Regulators identify weaknesses in corporate culture

In separate recent speeches ASIC Commissioner Greg Tanzer and APRA Chairman Wayne Byres discussed the importance of a good corporate culture in the financial industry in order to build trust and confidence and market integrity and to achieve financial stability and resilience in individual organisations.

But how do you implement a good corporate culture?

APRA’s Wayne Byres identified the inter-related areas of governance, culture and remuneration as areas where improvement is needed.

“Building up capital and liquidity, and ensuring loss absorbing capacity in the event of failure, will undoubtedly make for a more resilient financial system. But they will only offer a partial remedy to the problems that were experienced unless there are behavioural changes within financial firms as well.

Culture is a nebulous concept, much more difficult to define and observe than capital adequacy. But strengthening culture, like strengthening capital, is critical to long-run stability. We regularly see instances where participants in financial markets, when faced with an ethical dilemma, fail to ask themselves ‘is this right?’ Instead, the question has often been ‘can I get away with this?’ – or, more ominously, in some cases it appears no question was asked because the attitude was ‘if you ain’t cheating, you ain’t trying’. For an industry that is ultimately founded on trust, something serious is amiss, and strong and ethical leadership within financial firms is needed to set this right.

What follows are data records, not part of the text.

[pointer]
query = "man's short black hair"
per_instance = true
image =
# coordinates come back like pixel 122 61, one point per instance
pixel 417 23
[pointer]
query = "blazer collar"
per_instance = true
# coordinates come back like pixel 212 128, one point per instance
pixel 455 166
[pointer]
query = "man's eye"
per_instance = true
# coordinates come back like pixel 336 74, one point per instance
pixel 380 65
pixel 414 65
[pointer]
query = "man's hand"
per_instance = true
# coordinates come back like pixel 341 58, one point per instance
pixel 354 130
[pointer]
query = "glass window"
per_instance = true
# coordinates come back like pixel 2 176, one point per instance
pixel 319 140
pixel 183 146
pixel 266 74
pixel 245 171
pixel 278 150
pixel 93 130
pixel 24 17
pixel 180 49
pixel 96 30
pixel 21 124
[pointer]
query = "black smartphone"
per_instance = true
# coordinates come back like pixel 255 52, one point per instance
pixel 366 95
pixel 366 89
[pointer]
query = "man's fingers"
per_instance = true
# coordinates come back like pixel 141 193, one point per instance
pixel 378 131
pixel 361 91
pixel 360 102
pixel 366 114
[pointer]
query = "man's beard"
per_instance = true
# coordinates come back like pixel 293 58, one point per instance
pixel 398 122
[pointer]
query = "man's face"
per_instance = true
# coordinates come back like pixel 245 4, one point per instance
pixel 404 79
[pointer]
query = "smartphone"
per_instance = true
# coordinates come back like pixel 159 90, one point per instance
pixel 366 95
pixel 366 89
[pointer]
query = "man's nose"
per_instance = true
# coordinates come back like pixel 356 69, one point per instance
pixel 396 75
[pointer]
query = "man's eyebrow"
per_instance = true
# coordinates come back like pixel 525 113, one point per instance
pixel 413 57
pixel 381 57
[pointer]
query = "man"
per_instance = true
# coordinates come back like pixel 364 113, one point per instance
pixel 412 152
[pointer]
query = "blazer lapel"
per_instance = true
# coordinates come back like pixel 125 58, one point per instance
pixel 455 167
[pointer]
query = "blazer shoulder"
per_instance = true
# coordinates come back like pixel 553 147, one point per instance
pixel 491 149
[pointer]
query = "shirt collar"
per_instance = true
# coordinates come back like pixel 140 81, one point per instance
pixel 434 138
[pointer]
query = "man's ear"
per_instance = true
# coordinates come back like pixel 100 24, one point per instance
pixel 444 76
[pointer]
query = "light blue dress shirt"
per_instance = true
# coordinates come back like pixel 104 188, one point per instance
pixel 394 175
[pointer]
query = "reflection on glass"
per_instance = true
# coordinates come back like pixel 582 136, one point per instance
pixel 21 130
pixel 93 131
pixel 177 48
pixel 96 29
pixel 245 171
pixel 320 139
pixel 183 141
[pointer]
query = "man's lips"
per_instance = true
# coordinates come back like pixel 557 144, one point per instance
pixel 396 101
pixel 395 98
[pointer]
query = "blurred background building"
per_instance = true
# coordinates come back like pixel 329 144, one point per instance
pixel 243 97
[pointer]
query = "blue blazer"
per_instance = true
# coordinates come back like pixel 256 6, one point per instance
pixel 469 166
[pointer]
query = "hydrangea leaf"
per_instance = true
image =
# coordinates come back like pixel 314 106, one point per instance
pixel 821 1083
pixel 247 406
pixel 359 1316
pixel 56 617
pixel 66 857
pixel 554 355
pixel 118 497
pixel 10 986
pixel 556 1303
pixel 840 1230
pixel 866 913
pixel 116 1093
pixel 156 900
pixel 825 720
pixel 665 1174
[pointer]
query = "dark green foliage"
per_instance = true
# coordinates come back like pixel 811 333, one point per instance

Both the industry, and the community of supervisors, is still grappling with how best to make assessments of organisational culture, and how to respond when a culture is shown to be in need of improvement. Much has to do with the incentives that individuals face and how they signal what an organisation truly values (and what it does not). It is clear that, in many cases, aspirational statements of organisational culture have been no match for the personal incentives that are created for individuals. Much of the post-crisis reform agenda has been aimed at getting the organisational interests of financial firms more aligned with those of the wider community. Getting personal incentives correspondingly aligned with organisational interests needs to be seen as equally important.”

ASIC’s Greg Tanzer emphasised that a good corporate culture achieved good outcomes for customers and management of conduct risk.

What does ASIC mean by a “positive culture”?

“In practice, a positive culture is where a business:

  • ensures the long-term interests of their customers first, both when things are going well and when they are not – for example, in any remediation process
  • ensures that products that are designed to provide utility to a specific target market, take into account the needs of that target market and are appropriately tested
  • ensures the right products and services are sold to the customers they were designed for, not just to any customer – who may not understand or be suited to the product
  • has controls in place to support their culture – for example, how products are developed, approved, marketed, distributed, monitored, and reviewed
  • has a recruitment, training and reward structure that is aligned to and reinforces the culture of ‘doing the right thing’ and ‘good outcomes for customers’
  • provides an environment that encourages staff to challenge accepted practices and raise issues when mistakes are made or when things don’t seem right.”

Areas ASIC is planning to target include:

  • remediation policy and procedures
  • reward and incentive structures, including promotions
  • recruitment and training policy
  • whistleblowing policy
  • conflicts of interest
  • nature and level of complaints and complaints handling
  • staff engagement
  • corporate governance framework to support customer-centric culture (e.g. board oversight over product approval processes).